UPDATE: I tried it and it's pretty clean and straightforward and works fine. I'm posting this here in case anyone is interested:
- /root
- /back (contains server files & folders)
- /front (contains Vue.js files & folders)
- package.json
- .eslintrc.cjs
- .gitignore
- vite.config.js
- yarn.lock
// contents of package.json
{
......,
...,
"type": "module",
"scripts": {
"back:start": "nodemon --experimental-modules --es-module-specifier-resolution=node ./back/server.js",
"front:start": "vite",
"front:build": "vite build",
"lint": "eslint . --ext .vue,.js,.jsx,.cjs,.mjs --fix --ignore-path .gitignore",
"start": "yarn front:build && yarn back:start"
},
"dependencies": {
.....,
...
},
"nodemonConfig": {
"ignore": [...]
},
"engines": {
"node": "^16.14.0"
}
}
I'm deploying the above on Heroku as is and Heroku simply calls yarn start
and the app is built and deployed. (You'll notice I have no "devDependencies" and that's because Heroku ignores everything under "devDependencies", including vite)
Upvotes: 15
Views: 11073
Reputation: 113896
Yes this is possible and in fact quite common. This usage pattern is often called the monorepo in the JS community. The usual way of doing it is exactly the folder structure you describe.
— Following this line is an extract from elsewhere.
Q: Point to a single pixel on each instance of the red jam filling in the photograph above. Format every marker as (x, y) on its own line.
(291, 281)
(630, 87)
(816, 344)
Most frontend frameworks including Vue are designed to handle this however most of the usual tools assume your frontend is separate from your backend. You may need to manually configure your frontend framework to do this.
Some things to consider:
--save--dev
so they can be skipped when you deploy your backend.There are of course additional advantages to this beyond shared package.json file (thus, a common npm run
workflow). One advantage is that you can have shared libraries between frontend and backend. I usually have this structure:
├ .git
├ package.json
├ frontend/ - frontend project
│ ├ src/ - source files
│ └ public/
├ backend/ - backend project
│ ├ controllers/ - endpoint modules
│ └ lib/ - backend models/modules
└ lib/ - shared modules
In my package.json I usually have at least something like this:
{
"scripts": [
"frontend": "cd frontend; webpack serve",
"backend": "cd backend; nodemon main.js"
]
}
The npm commands even look natural:
npm run backend
npm run frontend
I normally use a javascript script to run both backend and frontend together to reduce issues for my Windows using colleagues. So my start script is usually just:
{
"scripts": [
"start": "node ./scripts/start.js"
]
}
.. however writing such start scripts will more than double the length of this answer (which is already quite long as is) so I leave it to your creativity.